Many pipe support designs such as resting or mechanically fastened supports allow water to collect between the support and the pipe surface, and thus create an ideal environment for crevice corrosion. In some cases, galvanic corrosion can also be a cause for concern. Even though both the support and pipe material are steel, there may still be a small enough potential difference to generate a corrosion cell. Welded supports offer a solution to this problem; however, construction and future inspection costs may make this option undesirable. Identifying corrosion at support locations is difficult as the support itself commonly conceals the pipe surface in the region of concern as shown in Figure 1.
Guided wave inspection is a rapid method of identifying CUPS. Guided wave testing is sensitive to changes in the cross-section of the pipe. Therefore, it can detect regions of wall loss corrosion that cannot be verified by visual methods. Guided wave testing scans large sections of pipe from a single tool location.

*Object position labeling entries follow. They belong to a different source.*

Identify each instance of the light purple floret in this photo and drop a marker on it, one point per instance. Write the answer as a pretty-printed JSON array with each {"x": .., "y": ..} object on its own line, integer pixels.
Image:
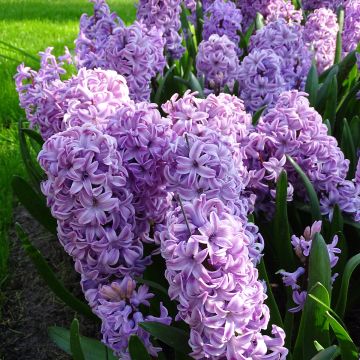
[
  {"x": 203, "y": 245},
  {"x": 261, "y": 79},
  {"x": 217, "y": 61},
  {"x": 287, "y": 42},
  {"x": 136, "y": 52},
  {"x": 320, "y": 33},
  {"x": 302, "y": 247},
  {"x": 351, "y": 32},
  {"x": 294, "y": 128}
]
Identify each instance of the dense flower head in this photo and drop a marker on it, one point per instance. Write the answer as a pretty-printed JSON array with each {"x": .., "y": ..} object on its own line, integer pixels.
[
  {"x": 216, "y": 284},
  {"x": 164, "y": 15},
  {"x": 87, "y": 195},
  {"x": 223, "y": 18},
  {"x": 207, "y": 165},
  {"x": 294, "y": 128},
  {"x": 351, "y": 32},
  {"x": 143, "y": 137},
  {"x": 217, "y": 61},
  {"x": 302, "y": 247},
  {"x": 118, "y": 306},
  {"x": 41, "y": 93},
  {"x": 136, "y": 52},
  {"x": 320, "y": 33},
  {"x": 261, "y": 79},
  {"x": 270, "y": 9},
  {"x": 222, "y": 113},
  {"x": 53, "y": 105},
  {"x": 287, "y": 42},
  {"x": 317, "y": 4}
]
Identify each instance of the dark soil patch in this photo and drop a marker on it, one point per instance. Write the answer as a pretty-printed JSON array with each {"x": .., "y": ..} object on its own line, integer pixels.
[{"x": 30, "y": 307}]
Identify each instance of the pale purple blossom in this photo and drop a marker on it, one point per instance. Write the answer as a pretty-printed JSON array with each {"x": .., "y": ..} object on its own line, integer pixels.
[
  {"x": 320, "y": 33},
  {"x": 261, "y": 79},
  {"x": 217, "y": 61},
  {"x": 351, "y": 32},
  {"x": 164, "y": 15},
  {"x": 302, "y": 247},
  {"x": 202, "y": 245},
  {"x": 223, "y": 18}
]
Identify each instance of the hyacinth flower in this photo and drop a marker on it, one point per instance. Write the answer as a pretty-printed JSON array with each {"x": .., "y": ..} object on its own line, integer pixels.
[
  {"x": 217, "y": 61},
  {"x": 286, "y": 40},
  {"x": 261, "y": 79},
  {"x": 211, "y": 275},
  {"x": 320, "y": 33},
  {"x": 136, "y": 52},
  {"x": 121, "y": 305},
  {"x": 223, "y": 18},
  {"x": 53, "y": 105},
  {"x": 294, "y": 128},
  {"x": 351, "y": 31},
  {"x": 271, "y": 10},
  {"x": 302, "y": 246},
  {"x": 164, "y": 15},
  {"x": 317, "y": 4}
]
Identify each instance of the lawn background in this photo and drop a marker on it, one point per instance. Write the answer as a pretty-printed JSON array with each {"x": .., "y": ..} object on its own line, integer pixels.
[{"x": 31, "y": 25}]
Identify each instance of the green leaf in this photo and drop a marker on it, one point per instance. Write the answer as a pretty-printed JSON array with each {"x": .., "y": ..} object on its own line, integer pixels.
[
  {"x": 137, "y": 349},
  {"x": 75, "y": 346},
  {"x": 355, "y": 131},
  {"x": 330, "y": 353},
  {"x": 275, "y": 317},
  {"x": 171, "y": 336},
  {"x": 34, "y": 203},
  {"x": 93, "y": 349},
  {"x": 313, "y": 324},
  {"x": 331, "y": 102},
  {"x": 324, "y": 90},
  {"x": 351, "y": 265},
  {"x": 347, "y": 347},
  {"x": 314, "y": 202},
  {"x": 196, "y": 86},
  {"x": 312, "y": 84},
  {"x": 348, "y": 147},
  {"x": 160, "y": 90},
  {"x": 282, "y": 240},
  {"x": 32, "y": 168},
  {"x": 338, "y": 51},
  {"x": 48, "y": 275},
  {"x": 257, "y": 115},
  {"x": 33, "y": 135}
]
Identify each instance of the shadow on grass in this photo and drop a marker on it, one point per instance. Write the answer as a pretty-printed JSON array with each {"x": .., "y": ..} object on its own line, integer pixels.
[{"x": 58, "y": 11}]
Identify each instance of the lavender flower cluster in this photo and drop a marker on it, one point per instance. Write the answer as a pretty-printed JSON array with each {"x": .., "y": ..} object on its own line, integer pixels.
[
  {"x": 302, "y": 246},
  {"x": 136, "y": 52},
  {"x": 213, "y": 279}
]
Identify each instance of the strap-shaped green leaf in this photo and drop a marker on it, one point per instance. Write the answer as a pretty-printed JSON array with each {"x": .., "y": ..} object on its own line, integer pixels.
[
  {"x": 312, "y": 84},
  {"x": 34, "y": 203},
  {"x": 92, "y": 349},
  {"x": 50, "y": 278},
  {"x": 171, "y": 336},
  {"x": 351, "y": 265},
  {"x": 75, "y": 346},
  {"x": 137, "y": 349}
]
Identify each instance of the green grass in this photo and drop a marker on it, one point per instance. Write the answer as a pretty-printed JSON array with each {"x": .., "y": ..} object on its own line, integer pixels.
[{"x": 31, "y": 25}]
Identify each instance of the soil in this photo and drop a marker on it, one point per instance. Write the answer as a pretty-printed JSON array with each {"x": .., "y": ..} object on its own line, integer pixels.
[{"x": 29, "y": 306}]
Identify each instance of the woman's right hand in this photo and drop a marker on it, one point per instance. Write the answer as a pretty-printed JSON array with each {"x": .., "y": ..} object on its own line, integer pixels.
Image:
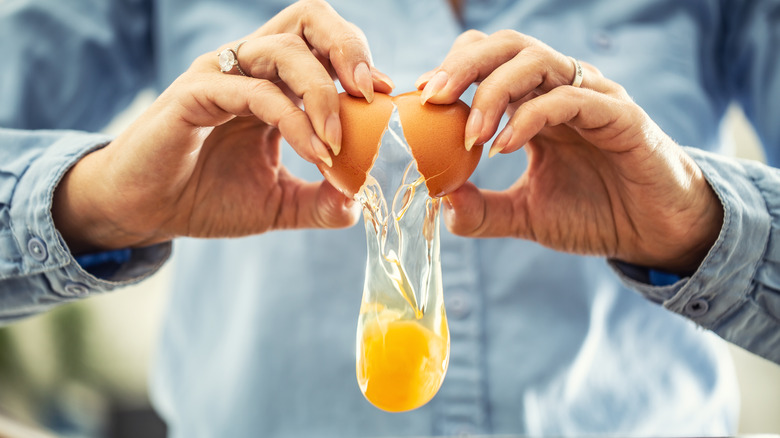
[{"x": 205, "y": 161}]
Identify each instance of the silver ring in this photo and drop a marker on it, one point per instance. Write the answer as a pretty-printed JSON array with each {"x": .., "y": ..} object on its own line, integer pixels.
[
  {"x": 228, "y": 59},
  {"x": 577, "y": 81}
]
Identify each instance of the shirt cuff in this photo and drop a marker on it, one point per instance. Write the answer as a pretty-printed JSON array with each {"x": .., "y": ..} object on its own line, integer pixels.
[
  {"x": 721, "y": 294},
  {"x": 44, "y": 271}
]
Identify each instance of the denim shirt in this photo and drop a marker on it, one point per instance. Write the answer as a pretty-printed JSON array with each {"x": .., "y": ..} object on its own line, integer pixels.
[{"x": 259, "y": 336}]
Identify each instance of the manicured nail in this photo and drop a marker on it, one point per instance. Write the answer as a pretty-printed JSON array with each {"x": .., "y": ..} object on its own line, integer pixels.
[
  {"x": 363, "y": 81},
  {"x": 436, "y": 84},
  {"x": 447, "y": 202},
  {"x": 333, "y": 133},
  {"x": 320, "y": 150},
  {"x": 473, "y": 127},
  {"x": 383, "y": 78},
  {"x": 424, "y": 78},
  {"x": 501, "y": 141}
]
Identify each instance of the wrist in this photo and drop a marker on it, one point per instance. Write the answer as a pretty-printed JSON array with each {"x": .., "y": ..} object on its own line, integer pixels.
[{"x": 84, "y": 211}]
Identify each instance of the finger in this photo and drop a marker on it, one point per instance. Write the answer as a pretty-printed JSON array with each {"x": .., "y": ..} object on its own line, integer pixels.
[
  {"x": 461, "y": 41},
  {"x": 472, "y": 212},
  {"x": 340, "y": 41},
  {"x": 317, "y": 205},
  {"x": 286, "y": 58},
  {"x": 213, "y": 99},
  {"x": 612, "y": 123}
]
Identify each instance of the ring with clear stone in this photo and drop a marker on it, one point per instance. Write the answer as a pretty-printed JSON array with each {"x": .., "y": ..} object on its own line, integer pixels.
[{"x": 228, "y": 60}]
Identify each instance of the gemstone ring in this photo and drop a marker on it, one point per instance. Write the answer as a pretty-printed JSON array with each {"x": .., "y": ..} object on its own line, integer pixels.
[{"x": 228, "y": 60}]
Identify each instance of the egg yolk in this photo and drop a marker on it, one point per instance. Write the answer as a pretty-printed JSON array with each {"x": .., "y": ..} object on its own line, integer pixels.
[{"x": 401, "y": 364}]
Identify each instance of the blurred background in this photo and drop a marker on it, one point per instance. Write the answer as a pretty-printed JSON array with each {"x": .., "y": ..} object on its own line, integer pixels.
[{"x": 81, "y": 370}]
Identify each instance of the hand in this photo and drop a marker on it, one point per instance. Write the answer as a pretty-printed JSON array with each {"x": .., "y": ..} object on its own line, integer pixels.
[
  {"x": 602, "y": 177},
  {"x": 204, "y": 159}
]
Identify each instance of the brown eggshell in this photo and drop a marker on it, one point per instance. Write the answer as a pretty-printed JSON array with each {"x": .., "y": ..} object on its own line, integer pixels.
[
  {"x": 436, "y": 136},
  {"x": 362, "y": 126}
]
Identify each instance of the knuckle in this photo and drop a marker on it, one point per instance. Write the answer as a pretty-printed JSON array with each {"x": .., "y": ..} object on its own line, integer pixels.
[
  {"x": 472, "y": 35},
  {"x": 289, "y": 41},
  {"x": 507, "y": 34}
]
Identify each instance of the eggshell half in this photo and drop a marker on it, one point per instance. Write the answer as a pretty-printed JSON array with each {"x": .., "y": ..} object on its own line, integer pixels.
[{"x": 435, "y": 134}]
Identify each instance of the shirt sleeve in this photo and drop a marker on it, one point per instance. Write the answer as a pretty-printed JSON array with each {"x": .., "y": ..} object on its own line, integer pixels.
[
  {"x": 37, "y": 271},
  {"x": 736, "y": 290},
  {"x": 750, "y": 64}
]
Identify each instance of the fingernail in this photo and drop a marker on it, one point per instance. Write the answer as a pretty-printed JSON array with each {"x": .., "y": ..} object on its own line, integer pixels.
[
  {"x": 436, "y": 84},
  {"x": 425, "y": 77},
  {"x": 363, "y": 81},
  {"x": 333, "y": 133},
  {"x": 383, "y": 78},
  {"x": 321, "y": 151},
  {"x": 447, "y": 202},
  {"x": 501, "y": 142},
  {"x": 473, "y": 127}
]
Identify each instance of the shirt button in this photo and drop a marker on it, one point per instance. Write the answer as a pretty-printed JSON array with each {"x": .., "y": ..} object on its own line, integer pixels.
[
  {"x": 459, "y": 306},
  {"x": 696, "y": 307},
  {"x": 76, "y": 289},
  {"x": 37, "y": 249},
  {"x": 464, "y": 431},
  {"x": 602, "y": 41}
]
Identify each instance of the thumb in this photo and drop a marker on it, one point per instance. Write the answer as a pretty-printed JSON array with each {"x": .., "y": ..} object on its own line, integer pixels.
[
  {"x": 320, "y": 205},
  {"x": 471, "y": 212}
]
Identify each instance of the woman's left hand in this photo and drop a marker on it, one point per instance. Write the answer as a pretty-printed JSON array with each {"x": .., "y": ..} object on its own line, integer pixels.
[{"x": 602, "y": 177}]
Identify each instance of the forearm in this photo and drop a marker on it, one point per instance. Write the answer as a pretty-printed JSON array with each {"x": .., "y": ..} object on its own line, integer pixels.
[
  {"x": 736, "y": 290},
  {"x": 37, "y": 269}
]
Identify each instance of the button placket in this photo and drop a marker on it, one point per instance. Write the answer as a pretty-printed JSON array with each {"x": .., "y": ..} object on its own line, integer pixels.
[{"x": 461, "y": 402}]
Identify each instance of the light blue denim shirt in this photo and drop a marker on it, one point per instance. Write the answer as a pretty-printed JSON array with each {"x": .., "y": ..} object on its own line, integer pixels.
[{"x": 259, "y": 337}]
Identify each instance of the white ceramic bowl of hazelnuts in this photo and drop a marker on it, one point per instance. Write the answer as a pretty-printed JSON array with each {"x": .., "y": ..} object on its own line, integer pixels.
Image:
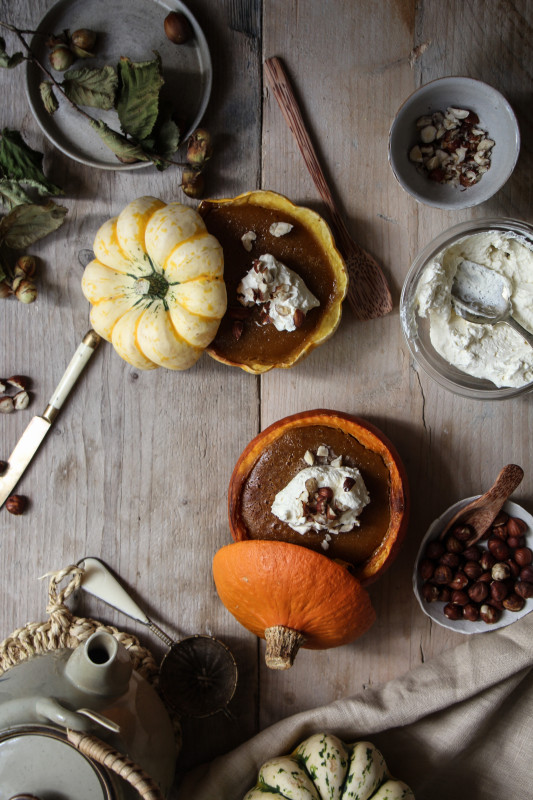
[{"x": 482, "y": 587}]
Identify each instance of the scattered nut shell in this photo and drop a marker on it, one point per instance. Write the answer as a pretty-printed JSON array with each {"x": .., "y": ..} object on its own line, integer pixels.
[
  {"x": 280, "y": 228},
  {"x": 248, "y": 239}
]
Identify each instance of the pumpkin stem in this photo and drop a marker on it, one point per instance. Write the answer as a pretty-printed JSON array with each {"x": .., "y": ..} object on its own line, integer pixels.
[
  {"x": 154, "y": 285},
  {"x": 282, "y": 645}
]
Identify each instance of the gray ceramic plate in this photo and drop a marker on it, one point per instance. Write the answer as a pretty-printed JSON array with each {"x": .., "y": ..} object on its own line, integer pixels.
[{"x": 132, "y": 28}]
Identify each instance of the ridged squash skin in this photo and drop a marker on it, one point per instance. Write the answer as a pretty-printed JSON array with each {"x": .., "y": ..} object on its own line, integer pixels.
[
  {"x": 324, "y": 768},
  {"x": 156, "y": 284}
]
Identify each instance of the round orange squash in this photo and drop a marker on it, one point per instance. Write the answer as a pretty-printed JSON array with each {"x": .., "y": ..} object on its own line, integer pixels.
[
  {"x": 291, "y": 596},
  {"x": 245, "y": 338},
  {"x": 275, "y": 456}
]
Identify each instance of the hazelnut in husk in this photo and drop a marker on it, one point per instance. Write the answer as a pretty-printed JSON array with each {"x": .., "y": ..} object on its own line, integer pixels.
[{"x": 177, "y": 27}]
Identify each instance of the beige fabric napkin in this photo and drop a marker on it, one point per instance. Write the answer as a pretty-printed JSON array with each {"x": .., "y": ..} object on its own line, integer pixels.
[{"x": 459, "y": 726}]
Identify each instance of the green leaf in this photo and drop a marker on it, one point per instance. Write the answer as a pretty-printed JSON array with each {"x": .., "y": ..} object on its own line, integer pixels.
[
  {"x": 28, "y": 223},
  {"x": 91, "y": 87},
  {"x": 12, "y": 193},
  {"x": 7, "y": 60},
  {"x": 124, "y": 149},
  {"x": 138, "y": 98},
  {"x": 48, "y": 97},
  {"x": 20, "y": 162}
]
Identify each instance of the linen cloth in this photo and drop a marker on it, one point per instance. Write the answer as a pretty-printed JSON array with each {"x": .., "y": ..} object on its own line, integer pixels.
[{"x": 458, "y": 726}]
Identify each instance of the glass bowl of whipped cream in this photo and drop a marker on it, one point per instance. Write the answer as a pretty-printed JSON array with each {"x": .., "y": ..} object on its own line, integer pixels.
[{"x": 476, "y": 360}]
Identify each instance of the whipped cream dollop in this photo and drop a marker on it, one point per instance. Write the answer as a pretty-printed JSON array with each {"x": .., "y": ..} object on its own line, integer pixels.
[
  {"x": 322, "y": 498},
  {"x": 282, "y": 293},
  {"x": 494, "y": 352}
]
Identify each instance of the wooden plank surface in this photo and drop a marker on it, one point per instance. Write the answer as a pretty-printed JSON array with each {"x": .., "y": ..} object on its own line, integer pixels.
[{"x": 136, "y": 468}]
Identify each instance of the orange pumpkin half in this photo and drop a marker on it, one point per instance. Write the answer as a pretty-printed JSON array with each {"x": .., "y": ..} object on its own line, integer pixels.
[
  {"x": 291, "y": 596},
  {"x": 278, "y": 453}
]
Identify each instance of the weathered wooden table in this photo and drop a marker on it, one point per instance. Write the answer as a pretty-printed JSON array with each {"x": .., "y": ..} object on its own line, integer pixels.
[{"x": 137, "y": 465}]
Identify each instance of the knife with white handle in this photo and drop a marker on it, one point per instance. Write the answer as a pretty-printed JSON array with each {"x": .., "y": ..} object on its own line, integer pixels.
[{"x": 32, "y": 437}]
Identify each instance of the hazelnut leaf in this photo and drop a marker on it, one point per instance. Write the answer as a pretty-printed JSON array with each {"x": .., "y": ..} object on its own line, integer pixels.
[
  {"x": 125, "y": 149},
  {"x": 91, "y": 87},
  {"x": 20, "y": 162},
  {"x": 138, "y": 96},
  {"x": 9, "y": 61},
  {"x": 48, "y": 97},
  {"x": 27, "y": 223}
]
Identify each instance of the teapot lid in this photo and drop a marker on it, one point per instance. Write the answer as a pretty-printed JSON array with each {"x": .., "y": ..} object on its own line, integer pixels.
[{"x": 39, "y": 762}]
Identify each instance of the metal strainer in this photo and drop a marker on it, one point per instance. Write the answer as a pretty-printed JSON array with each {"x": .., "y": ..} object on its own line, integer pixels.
[{"x": 198, "y": 674}]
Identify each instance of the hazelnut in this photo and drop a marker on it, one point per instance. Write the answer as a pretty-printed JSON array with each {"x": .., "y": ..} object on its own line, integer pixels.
[
  {"x": 442, "y": 574},
  {"x": 453, "y": 545},
  {"x": 463, "y": 532},
  {"x": 515, "y": 542},
  {"x": 498, "y": 548},
  {"x": 426, "y": 568},
  {"x": 459, "y": 597},
  {"x": 471, "y": 612},
  {"x": 478, "y": 591},
  {"x": 472, "y": 553},
  {"x": 459, "y": 581},
  {"x": 450, "y": 560},
  {"x": 487, "y": 561},
  {"x": 498, "y": 590},
  {"x": 177, "y": 27},
  {"x": 434, "y": 550},
  {"x": 501, "y": 571},
  {"x": 516, "y": 527},
  {"x": 472, "y": 570},
  {"x": 526, "y": 574},
  {"x": 16, "y": 504},
  {"x": 524, "y": 589},
  {"x": 430, "y": 593},
  {"x": 513, "y": 602},
  {"x": 452, "y": 611},
  {"x": 513, "y": 566},
  {"x": 523, "y": 556},
  {"x": 501, "y": 519},
  {"x": 489, "y": 614}
]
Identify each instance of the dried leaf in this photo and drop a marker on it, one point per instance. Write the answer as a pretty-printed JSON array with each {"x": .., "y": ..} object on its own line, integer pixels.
[
  {"x": 20, "y": 162},
  {"x": 12, "y": 193},
  {"x": 124, "y": 149},
  {"x": 48, "y": 97},
  {"x": 138, "y": 98},
  {"x": 29, "y": 222},
  {"x": 7, "y": 60},
  {"x": 91, "y": 87}
]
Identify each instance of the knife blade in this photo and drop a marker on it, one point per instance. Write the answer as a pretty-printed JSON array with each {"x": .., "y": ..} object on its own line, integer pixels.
[{"x": 39, "y": 426}]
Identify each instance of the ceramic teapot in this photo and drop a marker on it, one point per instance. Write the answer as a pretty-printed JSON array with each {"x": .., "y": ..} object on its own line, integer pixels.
[{"x": 71, "y": 720}]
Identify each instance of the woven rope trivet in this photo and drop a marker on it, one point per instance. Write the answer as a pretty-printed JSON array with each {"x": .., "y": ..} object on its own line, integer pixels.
[{"x": 64, "y": 630}]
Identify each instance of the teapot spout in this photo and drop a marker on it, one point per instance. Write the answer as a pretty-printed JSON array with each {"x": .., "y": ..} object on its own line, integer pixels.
[{"x": 100, "y": 666}]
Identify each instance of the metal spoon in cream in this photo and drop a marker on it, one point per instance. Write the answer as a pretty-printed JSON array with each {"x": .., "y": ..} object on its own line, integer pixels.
[{"x": 483, "y": 296}]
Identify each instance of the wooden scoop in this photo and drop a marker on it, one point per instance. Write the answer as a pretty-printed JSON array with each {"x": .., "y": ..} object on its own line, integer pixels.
[
  {"x": 481, "y": 513},
  {"x": 368, "y": 291}
]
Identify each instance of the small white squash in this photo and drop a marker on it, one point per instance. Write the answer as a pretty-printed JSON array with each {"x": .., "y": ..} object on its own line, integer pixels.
[
  {"x": 324, "y": 768},
  {"x": 156, "y": 285}
]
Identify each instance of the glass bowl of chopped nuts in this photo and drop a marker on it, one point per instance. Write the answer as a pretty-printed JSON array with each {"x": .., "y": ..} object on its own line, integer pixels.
[
  {"x": 481, "y": 587},
  {"x": 454, "y": 143}
]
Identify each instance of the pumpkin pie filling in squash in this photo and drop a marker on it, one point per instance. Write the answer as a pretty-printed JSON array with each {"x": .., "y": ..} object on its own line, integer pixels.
[
  {"x": 307, "y": 249},
  {"x": 276, "y": 456}
]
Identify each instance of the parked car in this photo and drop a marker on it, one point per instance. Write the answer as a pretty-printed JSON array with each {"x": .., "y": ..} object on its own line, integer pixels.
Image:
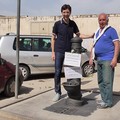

A benefit of having a sizeable diagnostic length is the ability to examine multiple signals from standard pipe features such as girth welds and pipe supports. Having access to several signals of the same feature allows their inspection by a method of comparison (MOC). Pipe supports of a similar style typically exhibit similar signal amplitudes. Knowledge of this enables an inspector to scrutinize these features, comparing them to identify rogue signals.
The A-scan in Figure 2 illustrates a typical scenario in which a rogue support signal has been identified. In this case, the signal from the support has a much higher amplitude (~12dB) than the other two support signals seen in this scan. In this scenario, the support signal would only offer a low amplitude response as the pipe is resting on the support and is without any welded or mechanical connection.
In this case, it is easy to see why this support has been identified as having a rogue response when compared to the other two support responses. The MOC becomes even more reliable when comparing signals across multiple scans.
The MOC should be employed, particularly in situations where the pipeline has a history of CUPS, or where there is a high likelihood of CUPS due to support style and the external environment.
The responses can be scrutinized even further by examining these signals across the collected frequency range. The signal response from simple supports typically exhibits larger amplitudes at lower frequencies. As such, identifying CUPS may be more difficult as the signal from the support itself may obscure any signals from wall loss corrosion. Responses from simple supports typically reduce at higher frequencies. A lower amplitude response from the support simplifies the process of detecting CUPS as a smaller response is less likely to obscure a response from wall loss corrosion. Figures 3 and 4 show the same pipe support response at both 36kHz and 72kHz frequencies. The signal from the pipe support has a definite drop in amplitude (~6dB) on the 72kHz scan giving credence that higher frequency scans can be useful in detecting CUPS.